One thing I can say now, I tried hard not to make the same mistakes my parents made. Regardless, all parents fail. A job is not worth having. Gloria use to tell me how hurt she was because my grandma wouldn’t communicate with her the way she needed her to.  Frankly, my thoughts were, the same about my parents. For my grandma, it’s not that she wouldn’t, my grandma couldn’t, she didn’t have a voice. She didn’t know who she was, so she choose not to say anything at all. I guess sometimes it is best not to say anything than to say something everyone will blame you for.

Gloria was a great mom, but she too, had no voice, regardless she had the chance to communicate with me, and she chose not to. “I’ll always talk to my kids”. YEAH, well that is sometimes easier said than done.  I was too with NO VOICE, I couldn’t speak for myself, but now I have no problem doing just that.  Gloria you had the chance to voice yourself and speak to me, you choose not to. It was easier to disregard me altogether. I speculate it’s what she wanted all along.  See what we sometimes really want, our unconsciousness just waits for the opportunity for that human to seize the moment and act in it. When we don’t, we miss it and later forget it altogether.

The Daughter of Pride, it’s the reason we as humans strike back, it’s our pride, and that anger gets the best of us. However, there are many more abusive assholes in the world who are filled with pride and sadistic behavior. Of course, that’s for another time. I knew of the many times my father’s ignorant family mistreated and disrespected my parents and poisoned my father’s mind with their crap. I wasn’t there to witness it, but I had a glimpse of their shit behavior and heard all the stories. During a time I asked Bobby for his help, he blew me off. That said a lot about him being family and my father’s brother.

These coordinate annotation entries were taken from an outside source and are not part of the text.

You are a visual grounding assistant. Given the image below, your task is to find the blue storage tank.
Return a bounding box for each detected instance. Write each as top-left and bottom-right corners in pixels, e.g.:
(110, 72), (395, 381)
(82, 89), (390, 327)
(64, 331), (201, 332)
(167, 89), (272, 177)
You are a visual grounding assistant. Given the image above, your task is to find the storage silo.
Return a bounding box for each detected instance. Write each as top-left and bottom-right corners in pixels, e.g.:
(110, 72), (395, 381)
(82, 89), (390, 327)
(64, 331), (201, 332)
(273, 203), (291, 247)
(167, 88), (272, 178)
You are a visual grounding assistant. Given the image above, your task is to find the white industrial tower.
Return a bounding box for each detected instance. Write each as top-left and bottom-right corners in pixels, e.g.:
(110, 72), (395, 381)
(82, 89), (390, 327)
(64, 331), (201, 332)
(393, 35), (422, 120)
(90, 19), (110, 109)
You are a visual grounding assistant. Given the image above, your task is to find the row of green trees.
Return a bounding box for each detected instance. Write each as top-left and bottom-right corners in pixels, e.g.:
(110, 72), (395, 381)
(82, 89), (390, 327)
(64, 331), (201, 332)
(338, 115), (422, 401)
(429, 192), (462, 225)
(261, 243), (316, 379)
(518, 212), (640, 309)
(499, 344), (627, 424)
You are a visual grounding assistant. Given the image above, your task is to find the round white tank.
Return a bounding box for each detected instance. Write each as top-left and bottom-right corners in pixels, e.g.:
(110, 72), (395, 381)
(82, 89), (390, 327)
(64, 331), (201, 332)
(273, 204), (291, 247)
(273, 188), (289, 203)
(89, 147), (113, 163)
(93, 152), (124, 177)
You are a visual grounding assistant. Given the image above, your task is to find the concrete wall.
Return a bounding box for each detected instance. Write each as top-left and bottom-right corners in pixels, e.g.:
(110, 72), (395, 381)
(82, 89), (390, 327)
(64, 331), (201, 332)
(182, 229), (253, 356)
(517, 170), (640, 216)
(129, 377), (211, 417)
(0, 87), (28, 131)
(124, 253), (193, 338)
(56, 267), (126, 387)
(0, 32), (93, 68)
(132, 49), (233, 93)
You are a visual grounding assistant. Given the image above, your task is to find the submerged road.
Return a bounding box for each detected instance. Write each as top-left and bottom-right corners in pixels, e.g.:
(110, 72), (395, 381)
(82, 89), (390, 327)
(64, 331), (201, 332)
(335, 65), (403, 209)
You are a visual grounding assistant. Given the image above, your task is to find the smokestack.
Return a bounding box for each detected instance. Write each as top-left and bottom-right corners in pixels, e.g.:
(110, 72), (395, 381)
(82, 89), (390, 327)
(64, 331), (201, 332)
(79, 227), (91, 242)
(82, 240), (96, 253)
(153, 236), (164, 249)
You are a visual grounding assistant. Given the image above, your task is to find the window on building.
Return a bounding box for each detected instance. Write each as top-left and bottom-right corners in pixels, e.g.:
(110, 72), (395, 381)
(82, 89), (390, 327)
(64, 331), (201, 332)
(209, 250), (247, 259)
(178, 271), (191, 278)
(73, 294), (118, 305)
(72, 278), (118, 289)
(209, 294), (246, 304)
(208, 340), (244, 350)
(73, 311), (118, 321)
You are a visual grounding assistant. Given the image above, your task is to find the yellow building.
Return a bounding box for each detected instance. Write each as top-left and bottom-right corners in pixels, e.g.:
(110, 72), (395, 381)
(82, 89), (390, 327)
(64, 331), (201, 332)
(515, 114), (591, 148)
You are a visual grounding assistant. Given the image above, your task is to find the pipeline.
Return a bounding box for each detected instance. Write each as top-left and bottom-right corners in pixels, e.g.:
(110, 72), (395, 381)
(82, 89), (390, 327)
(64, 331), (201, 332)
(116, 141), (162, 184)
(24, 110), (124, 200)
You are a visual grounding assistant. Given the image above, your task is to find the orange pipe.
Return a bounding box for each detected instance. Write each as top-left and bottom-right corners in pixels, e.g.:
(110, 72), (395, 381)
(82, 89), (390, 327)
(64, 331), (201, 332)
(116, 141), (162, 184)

Gloria had a right to her feelings about her in-laws, but our problem wasn’t about that, as I explained, regardless it didn’t excuse her actions or mine and in the end, no one wins, but I will have the last word. The contradictions and favoritism of one child over others, the singling me out all my life, making choices for me instead of helping me to make a choice and supporting it. Which took my youth and dreams from me. Then criticized me for not knowing what to do with my life.12250 Saint Mark Ave El Paso Texas

Hey at least I worked and raised my own children, that is more than I can say for your shit daughter Antonia who had a husband but couldn’t support his own family. He not only owed my father thousands of dollars, but he also wasn’t man enough to buy his own house. HE STOLE MY FATHER’S HOUSE IN THE END, BUT DON’T WORRY MOM THEY PLAN ON SELLING IT, JUST LIKE YOU EXPECTED THEY WOULD. REMEMBER? Well, you enjoy the rest of your golden years, in your new home in El Paso, Texas since there isn’t much time left I do hope you find some happiness.

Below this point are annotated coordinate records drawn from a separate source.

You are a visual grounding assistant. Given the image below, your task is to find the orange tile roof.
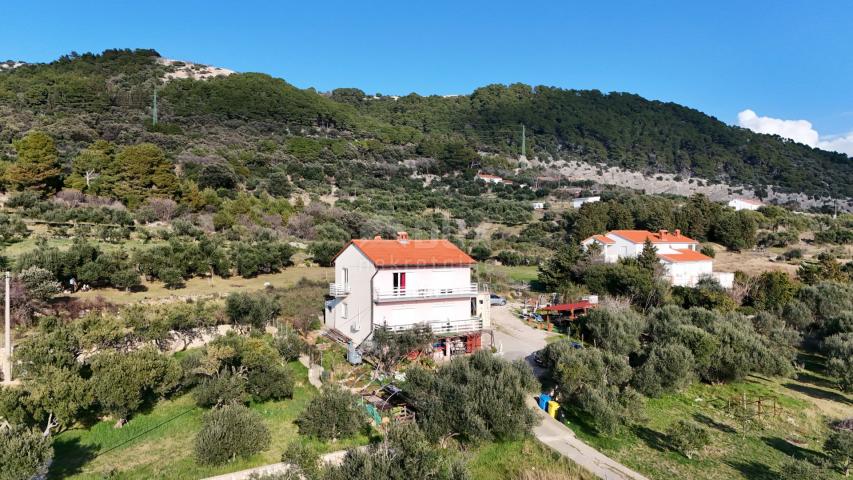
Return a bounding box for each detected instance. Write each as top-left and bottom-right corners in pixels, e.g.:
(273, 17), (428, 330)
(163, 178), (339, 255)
(658, 248), (712, 263)
(350, 239), (477, 267)
(608, 230), (699, 243)
(584, 235), (616, 245)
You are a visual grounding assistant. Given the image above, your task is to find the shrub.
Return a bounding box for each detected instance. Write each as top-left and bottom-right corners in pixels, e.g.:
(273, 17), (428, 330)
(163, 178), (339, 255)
(249, 365), (294, 402)
(631, 344), (694, 397)
(406, 351), (536, 441)
(296, 385), (367, 440)
(666, 420), (711, 458)
(193, 369), (249, 408)
(194, 404), (272, 465)
(823, 430), (853, 477)
(275, 328), (307, 362)
(308, 240), (344, 267)
(0, 424), (53, 480)
(225, 292), (281, 328)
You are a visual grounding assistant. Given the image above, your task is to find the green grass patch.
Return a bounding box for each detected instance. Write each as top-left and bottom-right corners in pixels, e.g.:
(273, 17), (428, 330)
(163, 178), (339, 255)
(565, 359), (853, 480)
(468, 438), (595, 480)
(49, 362), (368, 479)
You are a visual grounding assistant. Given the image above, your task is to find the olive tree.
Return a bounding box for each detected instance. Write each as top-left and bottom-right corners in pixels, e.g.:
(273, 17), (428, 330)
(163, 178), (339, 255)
(194, 404), (272, 465)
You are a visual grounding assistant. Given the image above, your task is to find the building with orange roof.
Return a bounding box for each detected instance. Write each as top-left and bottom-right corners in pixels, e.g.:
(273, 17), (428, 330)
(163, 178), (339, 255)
(324, 232), (491, 346)
(729, 198), (764, 211)
(581, 229), (734, 288)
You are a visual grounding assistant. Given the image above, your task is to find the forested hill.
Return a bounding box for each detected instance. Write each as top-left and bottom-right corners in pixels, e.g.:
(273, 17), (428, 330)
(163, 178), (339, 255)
(0, 50), (853, 197)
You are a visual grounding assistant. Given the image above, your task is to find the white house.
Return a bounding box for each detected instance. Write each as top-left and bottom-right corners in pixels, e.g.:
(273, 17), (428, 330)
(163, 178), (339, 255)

The negative treatment is the most damaging, but much of it that trickles down from parents to children is because of the white race. It’s not tangible, it’s psychological, damaging to the soul and mind. The mental and emotional abuse of white people and how people of color are infected by all of it.  That black poison runs so deep it’s in the roots and funneled through neighborhoods, schools, families, and relationships. Work relationships, friends and co-workers, military, and all organizations. It infects all families of color and race.  The underlying patriarchal horse-shit, the abuse of the white race that oppresses families of color, lack of keeping us down, to keep our families hating on each other.  Either way, nothing is worse than BETRAYAL!  If I can acknowledge my mistakes, your mother should recognize your own!!! I will never forgive you for allowing Tonia and Tony to take my father’s house. And I won’t forgive you for betraying me.